A modern-day Marcel Proust with a Texas twang, platinum hair and American flags flapping in the evening breeze, Helen Gelber Lewison is driving down Ninth Avenue in San Francisco, offering her opinions on everything from Buddhists to yuppies. Although the 78-year-old Lewison favors a stream-of-consciousness discourse, with no topic off limits or fully explored, she nonetheless ends each sentence with an imaginary exclamation point to drive the point home.

“I call the corner of Ninth and Irving the home of the Lower Yuppies!” said Lewison, who has lived in the area for nearly four decades. “They can’t afford to live in the Marina, so they slum it here instead!

“I think it’s important to defend Israel, but I really don’t understand all this crazy desire for war! I’m a World War II gal, and I’ve lived through wars in my life, thank you very much!”

“Let me tell you something else. When you get to be my age, you need a gimmick — something that can hold people’s attention. Well, within the past five years, I’ve written three books, bought a brand-new computer, and developed my own Web site!” Pictures, some of her writings and information on ordering her books — which are available at www.amazon.com and other dealers — are posted at www.wacokid.com

At home, Lewison cackles and looks out her window, which offers a sweeping vista of San Francisco. To the left, the twinkling lights of Oakland glitter in the distance. There’s Sutro Towers to the right, the poetic silhouette of University of San Francisco next to that, and beyond is San Francisco’s downtown neon haze.

Lewison has stories about all these places. About living on the fringes of the beatnik community in the late ’50s. About being (briefly) a “working girl” for big firms when the city’s skyline was expanding rapidly. About growing up as a Jewish honky-tonk lovin’ rebel in Waco, Texas, and falling in and out of love several times a week.

She has put her stories onto paper during writing classes for seniors at the Jewish Community Center of San Francisco, and she frequently pens “In first person” pieces for the Jewish Bulletin.

She has documented her life in several self-published books that recall both Proust and poet Charles Bukowski. No vignette is too mundane to be left untold, and the sparse language hints at greater truths beneath the surface. Her books contain mini-chapters — often just half a page — with titles such as “My Feral Years” (detailing all of her ardent admirers), “The Dump” (where Lewison discusses moving to the “wrong side of the track”), “Hillybilly Band” and “Commonsensical.”

In her book “Waco Kid,” Lewison talks about the kindness of her local rabbi, who instilled in her a brief love of Hebrew. He tried to steer her into a more “traditional” lifestyle, but as an adolescent, Lewison was too intent on kicking up her heels in the town’s local dive bars.
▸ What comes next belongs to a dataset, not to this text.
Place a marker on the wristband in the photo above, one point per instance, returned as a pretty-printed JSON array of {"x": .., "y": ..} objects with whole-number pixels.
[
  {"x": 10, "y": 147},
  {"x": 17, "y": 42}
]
Waco was also where her immigrant father gathered the family around the radio to listen to the rising storm in Nazi Germany, and where Lewison vividly recalls the Jim Crow laws, wondering aloud “how colored water tastes.”

In the recently published “I Forgot to Get Old,” Lewison spins tales of whirlwind romances. One was with a Jewish veteran of World War II, whom she married after a weeklong romance. The marriage dissolved when he developed a “messianic complex,” according to Lewison.

There was also a short, torrid romance with a Beat artist. That ended after she met Mel Lewison, her husband of more than 30 years.

“We fell in love after two weeks, and we were married for 33 years! That’s how things worked in those days!”

The death of her husband in 1992 prompted Lewison to pen the memoir “Seduction of Silence,” which details the cycle of grief, anger and forgiveness that Lewison experienced.

“It’s all there!” she exclaims. “The good, the bad and the ugly!”

Looking out from her well-lit, hilltop home, which kept the cold night at bay, Lewison said she hoped she “would be remembered as someone who left a little bit of her light burning.”

Musing, she said, “I want people to think of me and say to themselves, ‘Once upon a time, she wrote some books…'”

Lewison’s vice trails off, and she thinks about her legacy for a moment.

“Not only that, but she got to be really old, too!”